A AMD engrossou o catálogo de processadores para notebooks com 11 novos modelos divididos entre as famílias Ryzen 200 e Ryzen 100. À primeira vista parece um reforço agressivo de portfólio, mas o mais interessante está nos detalhes: em vez de estrear uma arquitetura inédita, a fabricante remixou tecnologias que já conhecemos para entregar chips mais baratos, destinados a laptops de entrada e intermediários. É a velha estratégia de renomear e reposicionar plataformas maduras — algo comum na indústria, mas que sempre exige atenção de quem vai comprar.
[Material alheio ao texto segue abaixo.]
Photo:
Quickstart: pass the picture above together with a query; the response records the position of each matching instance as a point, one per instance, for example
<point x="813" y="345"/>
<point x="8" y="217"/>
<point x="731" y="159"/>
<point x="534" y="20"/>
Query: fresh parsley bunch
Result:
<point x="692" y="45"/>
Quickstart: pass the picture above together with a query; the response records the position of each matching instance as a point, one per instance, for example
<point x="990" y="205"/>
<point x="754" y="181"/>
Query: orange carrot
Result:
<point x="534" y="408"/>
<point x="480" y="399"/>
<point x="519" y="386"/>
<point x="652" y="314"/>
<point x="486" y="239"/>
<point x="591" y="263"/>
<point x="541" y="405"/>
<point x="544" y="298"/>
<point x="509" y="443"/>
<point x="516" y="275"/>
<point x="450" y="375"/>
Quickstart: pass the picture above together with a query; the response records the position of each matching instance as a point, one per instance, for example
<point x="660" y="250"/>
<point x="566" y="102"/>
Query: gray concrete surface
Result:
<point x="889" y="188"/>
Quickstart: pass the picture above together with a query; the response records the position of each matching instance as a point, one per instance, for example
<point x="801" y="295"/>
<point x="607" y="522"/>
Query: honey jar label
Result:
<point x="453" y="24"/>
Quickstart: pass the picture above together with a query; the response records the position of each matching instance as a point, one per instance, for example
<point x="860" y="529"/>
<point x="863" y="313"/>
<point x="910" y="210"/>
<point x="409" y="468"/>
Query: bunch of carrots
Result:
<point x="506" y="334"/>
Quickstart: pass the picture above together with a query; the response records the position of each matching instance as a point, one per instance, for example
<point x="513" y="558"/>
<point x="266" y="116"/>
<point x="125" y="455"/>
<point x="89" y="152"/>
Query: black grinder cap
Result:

A linha Ryzen 200 concentra sete modelos construídos sobre Zen 4 ou uma combinação híbrida Zen 4 + Zen 4c, sempre com gráficos integrados RDNA 3. O caso mais curioso é o Ryzen 3 205, que traz uma configuração pra lá de incomum: 6 núcleos físicos e apenas 8 threads, sendo 2 núcleos Zen 4 “completos” e 4 núcleos Zen 4c, a variante compacta e mais econômica em energia. Além dos modelos de consumo, a AMD também apresentou quatro versões Ryzen PRO 200, voltadas ao mercado corporativo, com os recursos extras de segurança e gestão que empresas costumam exigir.

Já a família Ryzen 100 reúne quatro chips baseados na plataforma Hawk Point, fabricada em 4 nm e igualmente acompanhada de gráficos RDNA 3. Aqui mora uma confusão que a própria nomenclatura ajuda a criar: apesar de a base ser conhecida, alguns desses modelos aparecem listados oficialmente como Zen 3+, o que pode enganar o consumidor menos atento sobre a real geração do processador. Na prática, é um lembrete de que, no mundo dos notebooks, o número no nome do chip nem sempre indica a arquitetura mais recente.
Para o consumidor brasileiro, o recado é de cautela na hora de escolher o notebook. Esses processadores devem aparecer em máquinas de preço mais acessível ao longo dos próximos meses, e entregam desempenho suficiente para tarefas do dia a dia — navegar, editar documentos, assistir a vídeos e rodar jogos leves com os gráficos RDNA 3. O que não dá é para esperar potência de topo de linha só porque o nome mudou. A AMD não divulgou preços oficiais nem datas de lançamento, então vale comparar as especificações reais (núcleos, threads e arquitetura) antes de fechar a compra, em vez de se guiar apenas pela numeração do modelo.